Interdisons le crédit revolving !

Le crédit revolving est une forme de prêt distribué par des banques, des établissements de crédits ou par des distributeurs tels que Finaref, Cofinoga (grâce à des accords avec de grandes enseignes commerciales telles qu’Auchan, La Fnac, Darty, Ikea…), permet de mettre à disposition d’un emprunteur une somme d’argent sur un compte particulier ouvert auprès de l’établissement prêteur de ce crédit, de façon permanente et dont il peut disposer à sa guise.

Cette forme de crédit, représentant 21% du marché pousse les plus précaires vers le surendettement. En effet la facilité d’obtention de ce type de crédit, dûe à l’absence de vérification de solvabilité dans 87% des cas pousse ainsi de nombreux ménages, dans un contexte de société de consommation, à en emprunter toujours plus pour consommer plus.

Les fort taux d’intérêts exigés (15 à 20%) et révisables en cours de contrat ainsi que le fait que le volume de crédit disponible se reconstitue au fur et à mesure des remboursements effectués (c’est à dire qu’il se recharge: revolving) entraîne un important risque d’insolvabilité. C’est ainsi que, selon le rapport de la commission Neiertz, on constate que 96% des dossiers de surendettement contiennent des crédits revolving qui représentent 70% des crédits non remboursés. Le client se retrouve alors pris au piège en ne remboursant plus que les intérêts d’emprunts et jamais le capital dû.
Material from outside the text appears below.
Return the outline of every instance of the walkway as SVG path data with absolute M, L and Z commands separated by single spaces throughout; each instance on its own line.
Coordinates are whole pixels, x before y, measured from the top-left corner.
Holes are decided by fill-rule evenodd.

Ce n’est qu’en passant par la suppression du crédit revolving, et de la publicité sur les crédits qu’on luttera durablement contre le surendettement des ménages les plus modestes et de l’usure excessive. Cette interdiction du crédit revolving proposée à de nombreuses reprises par les socialistes a été rejetée par la ministre de l’économie Christine Lagarde fin 2008 : Elle souhaitait plutôt rendre les prêts raisonnables. La politique économique du gouvernement montre ici ses limites : on ne peut durablement relancer l’économie et la croissance quand on empêche toute progression du pouvoir d’achat et de la consommation (augmentation des salaires, du SMIC, des minimas sociaux) et lorsqu’on ne conçoit qu’une économie d’endettement qui favorise fortement les plus riches (les prêteurs) et soutient une fois de plus la rente et le capital au détriment du travail et de l’emploi. La récente crise des subprimes aux Etats-Unis condamne les crédits démentiels et illimités. Le résultat a été une crise mondiale dont les économies se relèvent à peine.

La gauche, en 2012, devra aller plus loin que la timide loi du 1er juillet 2010. Interdire le décrit revolving ne doit pas nous dispenser d’interroger les causes de son utilisation, qui frappe les publics les plus fragiles et pour qui ce type de crédit constitue souvent un dernier recours. Au-delà de la limitation de durée des crédits et de l’indication sur les relevés bancaires du montant restant, le taux d’usure doit baisser et de véritables prêts à la consommation aux particuliers doivent être facilités ainsi que les projets particuliers, sur tous les territoires, notamment délaissés. Si nous pouvons nous satisfaire de l’obligation de continuité de service faite aux banques, sur la sortie plus rapide du fichier des incidents de paiements, obliger les banques à clore les crédits revolving pour les personnes surendettées ne suffit pas. Au-delà d’une interdiction des publicités sur le crédit, d’un plafonnement des taux de prêts à la consommation, c’est d’une interdiction totale du crédit revolving que les Français et notamment les plus modestes ont besoin.